頓時伊落更底氣十足,委屈的态度也漸漸變成理直氣壯的控訴:“你們讓宛芍她畫我這樣一幅畫,她畫不出來的!”
司巧怼了一句:“你怎知宛芍就畫不出來?天外有天,人外有人,你為什麽就認定自己是最厲害的?”
伊落甩臉,不悅地盯向司巧,“上回比琴,宛芍彈的那麽簡單,卻得了第一,而我上次彈的曲子,難度是所有人裏最高的。再加上這次,我明明畫了仙家福地,如假包換的,評委卻裁定第一還是宛芍,宛芍那種畫明明随處可見,我的畫才是整個杭城人都畫不出來的。這樣的兩次排名結果,明顯就有失公允!”
這時評委中的一位名媛,低沉地哼了一聲,聲音雖小,但所有人都聽見了,更聽出其中即将爆發的怒火。
“我說這位姑娘……”這名媛開口,霍然就是一吼,“既然覺得我們不公平,那你別比了!回家去吧!”

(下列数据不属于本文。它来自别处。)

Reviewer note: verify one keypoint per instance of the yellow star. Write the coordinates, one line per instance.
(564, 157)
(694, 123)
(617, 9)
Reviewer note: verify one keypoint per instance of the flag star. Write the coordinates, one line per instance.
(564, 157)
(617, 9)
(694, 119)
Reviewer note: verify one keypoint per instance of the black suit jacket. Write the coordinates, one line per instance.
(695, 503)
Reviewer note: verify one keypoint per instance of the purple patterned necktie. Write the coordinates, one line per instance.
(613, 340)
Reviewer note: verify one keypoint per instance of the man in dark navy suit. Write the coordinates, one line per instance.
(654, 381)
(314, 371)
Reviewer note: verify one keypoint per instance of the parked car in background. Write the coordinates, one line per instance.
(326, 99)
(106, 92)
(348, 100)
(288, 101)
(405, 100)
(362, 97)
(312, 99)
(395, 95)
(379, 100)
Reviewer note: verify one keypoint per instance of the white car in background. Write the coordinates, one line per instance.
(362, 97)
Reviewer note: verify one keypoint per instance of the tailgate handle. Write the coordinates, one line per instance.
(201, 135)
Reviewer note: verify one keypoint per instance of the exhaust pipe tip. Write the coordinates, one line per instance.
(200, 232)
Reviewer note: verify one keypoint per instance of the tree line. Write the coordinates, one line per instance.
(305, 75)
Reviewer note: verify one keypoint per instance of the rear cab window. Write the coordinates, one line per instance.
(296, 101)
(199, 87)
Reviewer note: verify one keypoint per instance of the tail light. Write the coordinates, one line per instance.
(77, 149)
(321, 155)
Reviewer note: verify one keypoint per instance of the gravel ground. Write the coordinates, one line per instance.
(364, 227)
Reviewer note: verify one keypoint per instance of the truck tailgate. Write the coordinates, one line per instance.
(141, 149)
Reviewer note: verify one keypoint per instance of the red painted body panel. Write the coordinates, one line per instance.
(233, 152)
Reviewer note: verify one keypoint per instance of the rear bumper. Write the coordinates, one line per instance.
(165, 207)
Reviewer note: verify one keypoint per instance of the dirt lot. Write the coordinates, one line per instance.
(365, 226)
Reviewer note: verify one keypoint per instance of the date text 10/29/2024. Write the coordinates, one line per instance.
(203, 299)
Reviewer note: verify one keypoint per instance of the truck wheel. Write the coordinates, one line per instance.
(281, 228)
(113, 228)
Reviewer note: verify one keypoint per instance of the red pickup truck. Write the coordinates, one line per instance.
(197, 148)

伊落向來集萬千寵愛于一身,所有人都捧着她,從開靈智起,就順風順水,哪曾被人這麽嚴詞厲色地吼過?
且吼她的還是個凡人。
她當場就懵了,頓時大腦空白。
那名媛顯然是個脾氣火爆的,才不管伊落傻了眼,繼續吼她:“我忍你很久了!什麽叫‘仙家福地就比山寺後院好’?什麽叫你彈的曲子技藝最高,所以就該是第一?比琴只會拿難度說事,比畫就拿選材說事,你連什麽叫真正的‘好’都不懂!”
“我……”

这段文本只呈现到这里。